Éditorial

Les mutins sont invités à la présidence, les ouvriers du bâtiment à la morgue !

05 décembre 2014

La rapidité avec la quelle le gouvernement a réagi devant un début de mutinerie au sein de l’armée et sa manière de répondre favorablement aux revendications des mutins illustre sa peur de perdre le contrôle de son principal appareil de répression. En effet, c’est principalement sur cette armée-là que nos dirigeants comptent pour asseoir leur pouvoir.

Lorsque ce sont les travailleurs qui revendiquent des droits ou des améliorations de leurs conditions d’existences, quand ce n’est pas par des propos méprisants que les dirigeants de l’État répondent à leurs légitimes revendications, ce sont les forces de l’ordre qu’on envoie contre eux pour les intimider. On envoie les plus combatifs en prison ou on les licencie. Cela a été le cas, entre autres, des travailleurs du bâtiment en grève.

Tout dernièrement, le 5 novembre, à Attécoubé, neuf ouvriers du bâtiment ont perdu la vie. Ils étaient chargés de démolir un immeuble de 4 étages, constitué de 200 studios. Ils n’étaient équipés que de simples masses. Ce qui était inévitable arriva : l’immeuble s’est écroulé. En plus des neuf morts il y a eu neuf autres blessés, dont certains très gravement.

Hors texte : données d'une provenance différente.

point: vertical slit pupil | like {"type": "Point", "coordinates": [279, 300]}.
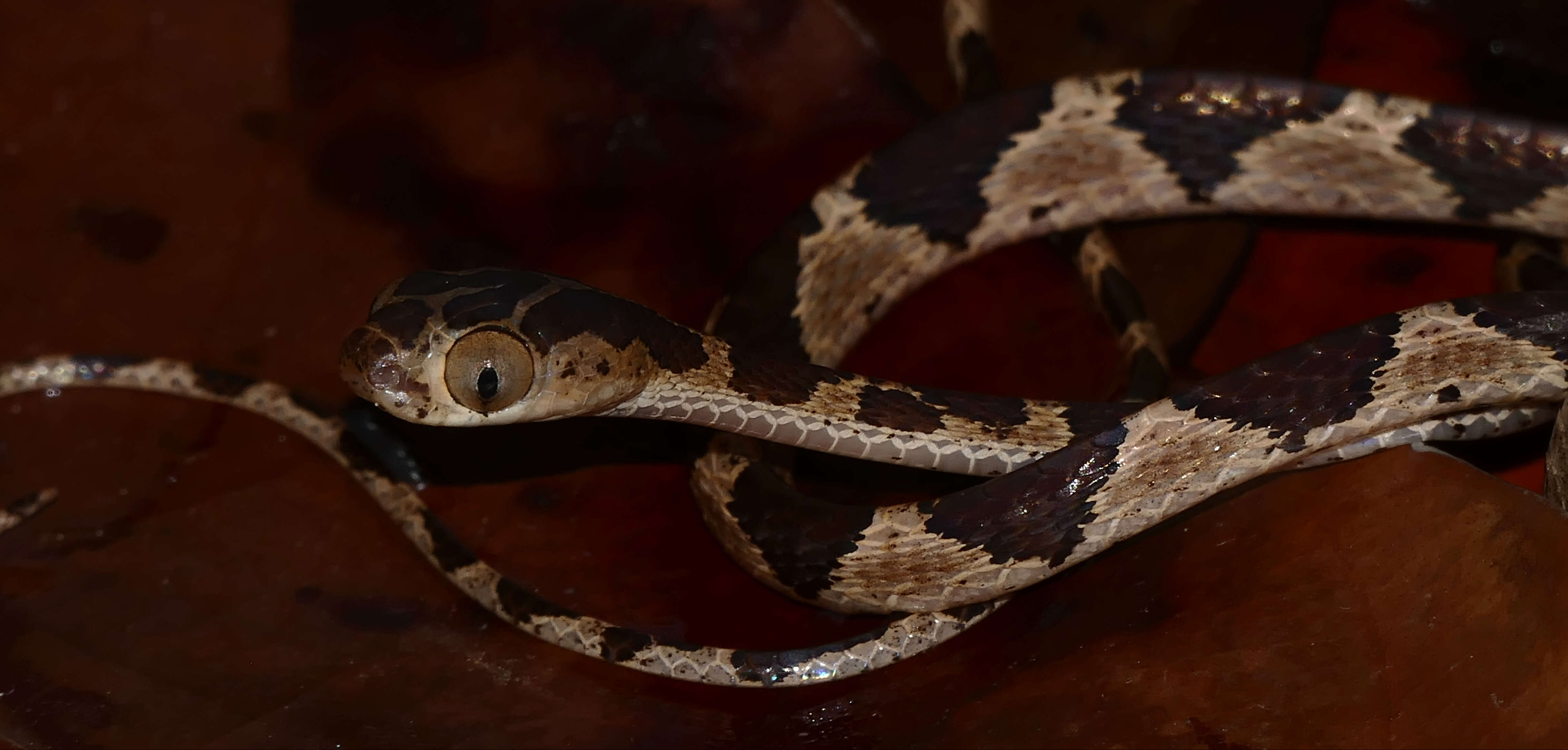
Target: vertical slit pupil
{"type": "Point", "coordinates": [488, 383]}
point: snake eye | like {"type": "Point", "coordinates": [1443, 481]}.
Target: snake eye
{"type": "Point", "coordinates": [488, 371]}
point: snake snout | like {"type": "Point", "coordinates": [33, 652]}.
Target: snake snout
{"type": "Point", "coordinates": [372, 366]}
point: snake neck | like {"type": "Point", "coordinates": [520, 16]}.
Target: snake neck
{"type": "Point", "coordinates": [857, 416]}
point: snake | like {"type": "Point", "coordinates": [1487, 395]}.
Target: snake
{"type": "Point", "coordinates": [1068, 479]}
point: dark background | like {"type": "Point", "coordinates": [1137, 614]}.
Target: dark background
{"type": "Point", "coordinates": [233, 183]}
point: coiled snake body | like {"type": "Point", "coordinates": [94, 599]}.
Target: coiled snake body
{"type": "Point", "coordinates": [499, 346]}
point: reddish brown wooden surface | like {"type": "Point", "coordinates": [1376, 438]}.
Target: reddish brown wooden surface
{"type": "Point", "coordinates": [231, 183]}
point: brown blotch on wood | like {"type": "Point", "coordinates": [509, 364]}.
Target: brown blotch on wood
{"type": "Point", "coordinates": [121, 231]}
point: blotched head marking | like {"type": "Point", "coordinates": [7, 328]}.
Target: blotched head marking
{"type": "Point", "coordinates": [496, 346]}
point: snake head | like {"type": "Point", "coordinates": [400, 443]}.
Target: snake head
{"type": "Point", "coordinates": [498, 346]}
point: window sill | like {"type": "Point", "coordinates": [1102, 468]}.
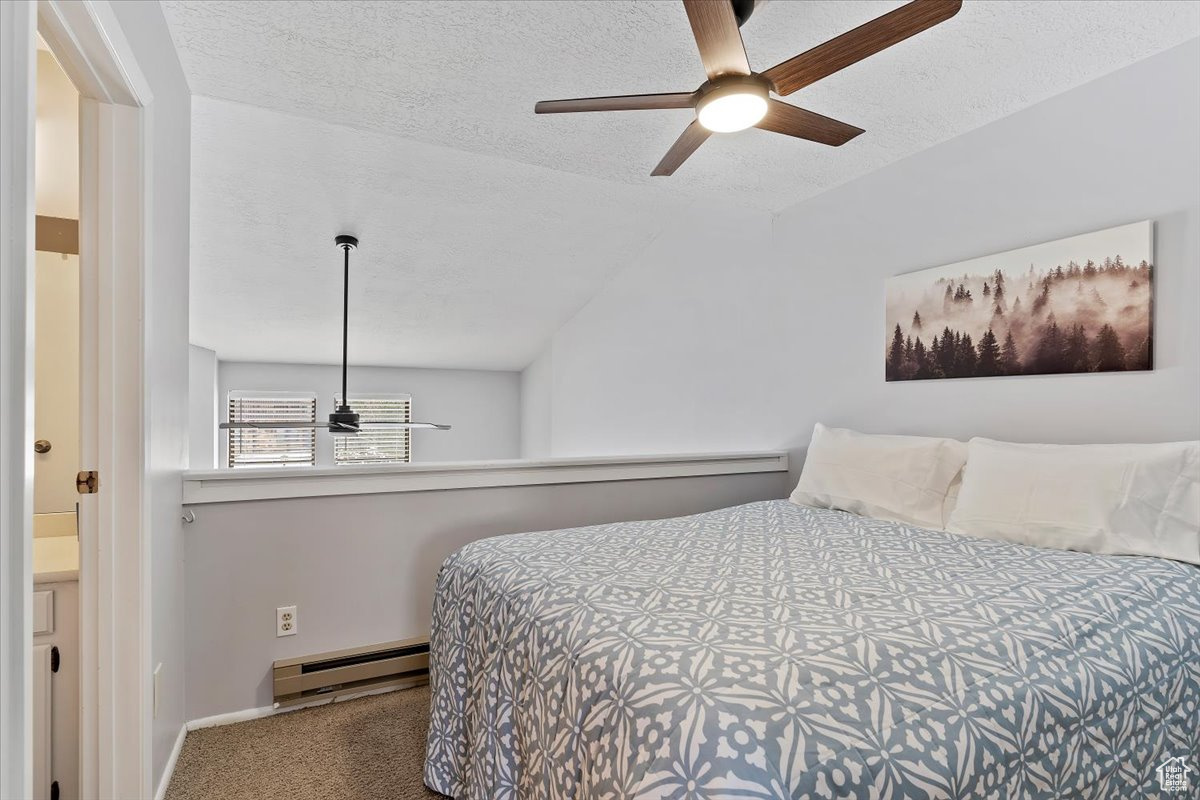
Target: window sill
{"type": "Point", "coordinates": [239, 485]}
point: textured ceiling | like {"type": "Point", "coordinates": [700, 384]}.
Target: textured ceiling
{"type": "Point", "coordinates": [466, 260]}
{"type": "Point", "coordinates": [497, 224]}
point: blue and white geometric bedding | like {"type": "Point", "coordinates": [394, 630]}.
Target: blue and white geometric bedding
{"type": "Point", "coordinates": [773, 650]}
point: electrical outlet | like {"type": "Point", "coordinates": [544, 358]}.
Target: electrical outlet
{"type": "Point", "coordinates": [286, 620]}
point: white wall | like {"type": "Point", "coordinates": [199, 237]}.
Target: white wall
{"type": "Point", "coordinates": [360, 569]}
{"type": "Point", "coordinates": [744, 334]}
{"type": "Point", "coordinates": [483, 407]}
{"type": "Point", "coordinates": [166, 353]}
{"type": "Point", "coordinates": [202, 408]}
{"type": "Point", "coordinates": [535, 409]}
{"type": "Point", "coordinates": [57, 151]}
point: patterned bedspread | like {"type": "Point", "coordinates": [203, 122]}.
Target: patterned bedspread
{"type": "Point", "coordinates": [773, 650]}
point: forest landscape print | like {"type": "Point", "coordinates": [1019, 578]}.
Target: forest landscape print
{"type": "Point", "coordinates": [1074, 305]}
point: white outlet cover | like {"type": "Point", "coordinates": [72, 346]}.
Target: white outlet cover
{"type": "Point", "coordinates": [286, 620]}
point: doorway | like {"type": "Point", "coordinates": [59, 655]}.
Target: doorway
{"type": "Point", "coordinates": [114, 238]}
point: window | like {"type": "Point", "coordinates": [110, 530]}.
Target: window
{"type": "Point", "coordinates": [379, 445]}
{"type": "Point", "coordinates": [273, 446]}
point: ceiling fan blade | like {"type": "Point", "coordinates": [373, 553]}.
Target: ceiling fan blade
{"type": "Point", "coordinates": [691, 138]}
{"type": "Point", "coordinates": [618, 103]}
{"type": "Point", "coordinates": [715, 28]}
{"type": "Point", "coordinates": [790, 120]}
{"type": "Point", "coordinates": [273, 423]}
{"type": "Point", "coordinates": [856, 44]}
{"type": "Point", "coordinates": [412, 426]}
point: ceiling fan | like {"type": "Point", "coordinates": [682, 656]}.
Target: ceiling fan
{"type": "Point", "coordinates": [343, 420]}
{"type": "Point", "coordinates": [735, 97]}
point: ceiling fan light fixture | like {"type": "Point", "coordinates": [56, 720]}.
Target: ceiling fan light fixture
{"type": "Point", "coordinates": [733, 106]}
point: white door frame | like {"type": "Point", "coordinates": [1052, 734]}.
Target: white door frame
{"type": "Point", "coordinates": [114, 240]}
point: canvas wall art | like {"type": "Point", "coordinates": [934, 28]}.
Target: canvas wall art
{"type": "Point", "coordinates": [1081, 304]}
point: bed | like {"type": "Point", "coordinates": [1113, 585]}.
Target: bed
{"type": "Point", "coordinates": [778, 650]}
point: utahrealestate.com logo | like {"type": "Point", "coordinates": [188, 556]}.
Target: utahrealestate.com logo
{"type": "Point", "coordinates": [1173, 775]}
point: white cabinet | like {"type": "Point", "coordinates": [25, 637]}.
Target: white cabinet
{"type": "Point", "coordinates": [43, 709]}
{"type": "Point", "coordinates": [57, 691]}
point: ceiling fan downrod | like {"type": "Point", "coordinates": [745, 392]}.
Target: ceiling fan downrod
{"type": "Point", "coordinates": [345, 419]}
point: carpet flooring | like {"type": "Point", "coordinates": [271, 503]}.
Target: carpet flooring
{"type": "Point", "coordinates": [369, 747]}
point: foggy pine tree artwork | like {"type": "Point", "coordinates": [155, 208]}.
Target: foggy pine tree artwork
{"type": "Point", "coordinates": [1081, 304]}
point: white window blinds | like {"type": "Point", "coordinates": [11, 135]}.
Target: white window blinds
{"type": "Point", "coordinates": [383, 445]}
{"type": "Point", "coordinates": [273, 446]}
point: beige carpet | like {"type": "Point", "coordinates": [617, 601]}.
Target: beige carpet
{"type": "Point", "coordinates": [370, 747]}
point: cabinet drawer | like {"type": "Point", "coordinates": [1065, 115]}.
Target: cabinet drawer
{"type": "Point", "coordinates": [43, 612]}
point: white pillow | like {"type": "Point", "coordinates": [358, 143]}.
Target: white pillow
{"type": "Point", "coordinates": [903, 479]}
{"type": "Point", "coordinates": [1119, 499]}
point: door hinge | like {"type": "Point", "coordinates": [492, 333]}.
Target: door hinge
{"type": "Point", "coordinates": [88, 482]}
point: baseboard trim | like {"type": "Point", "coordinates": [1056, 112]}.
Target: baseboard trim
{"type": "Point", "coordinates": [169, 769]}
{"type": "Point", "coordinates": [246, 715]}
{"type": "Point", "coordinates": [232, 717]}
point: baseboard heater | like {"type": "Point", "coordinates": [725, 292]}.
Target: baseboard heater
{"type": "Point", "coordinates": [327, 675]}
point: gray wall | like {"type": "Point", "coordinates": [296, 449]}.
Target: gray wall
{"type": "Point", "coordinates": [361, 567]}
{"type": "Point", "coordinates": [166, 344]}
{"type": "Point", "coordinates": [744, 331]}
{"type": "Point", "coordinates": [483, 407]}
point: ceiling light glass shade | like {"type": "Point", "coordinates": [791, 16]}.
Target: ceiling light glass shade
{"type": "Point", "coordinates": [733, 108]}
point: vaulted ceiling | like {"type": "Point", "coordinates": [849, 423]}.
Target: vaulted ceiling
{"type": "Point", "coordinates": [484, 226]}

Pour détruire cet immeuble, le ministère de la Construction avait vraisemblablement attribué le contrat a une entreprise appartenant peut-être à un dignitaire, un député, un ministre ou un maire. Le gouvernement avait chassé quelques temps plus tôt les occupants de cet immeuble, dans le cadre d’une opération plus vaste de« déguerpissement » des quartiers pauvres. Ce que deviendront les habitants ainsi chassés de leur logement n’est pas vraiment le problème du gouvernement. Lui, son souci c’est de récupérer tous les lotissements disponibles pour satisfaire les appétits des banquiers, des promoteurs immobiliers et des riches.

La vie des ouvriers recrutés pour la démolition et la reconstruction du bâtiment ne compte pas pour ces gens-là. Seul compte le profit. Ce patron d’entreprise savait d’avance que la justice est bien tolérante quand ce sont des riches qui sont en cause. D’ailleurs, si besoin, son argent n’est-il pas là pour parler pour lui ? En tout cas, ni le ministre de la Construction, ni l’entrepreneur qui a eu le contrat ne pouvait ignorer que pour démolir un tel immeuble, il fallait nécessairement mettre à disposition des moyens et des techniques appropriés. Mais cela leur importait peu !

Le drame est d’autant plus révoltant que les pompiers qui sont intervenus pour dégager ces ouvriers ensevelis sous les décombres n’avaient aucun matériel pour le faire. Pourtant, rien n’empêchait le gouvernement de réquisitionner aussitôt quelques engins lourds. On aurait peut-être pu ainsi en sauver certains. Ensuite, les blessés, au lieu d’être évacués vers une clinique de référence comme la Pisam, ont été déposés au CHU de Yopougon où toutes leurs chances de s’en sortir étaient ainsi perdues d’avance car il est de notoriété publique que cet hôpital est devenu un véritable mouroir pour pauvres.

Le gouvernement qui ne manque pas d’hypocrisie et de mépris quand il s’agit des pauvres, a dépêché son ministre de la «Solidarité » sur les lieux du drame pour prononcer des paroles creuses. Celui-ci a ainsi « promis que le gouvernement sera aux côtés des personnes endeuillées et apportera son assistance aux blessés ». Autant dire que ce gouvernement incapable, ne serait-ce que, d’envoyer des engins pour sauver les travailleurs, veut solder les comptes avec 300 milles francs par tête de mort et peut-être autant pour les morts en sursis que sont ces blessés graves envoyés à l’hôpital-mouroir.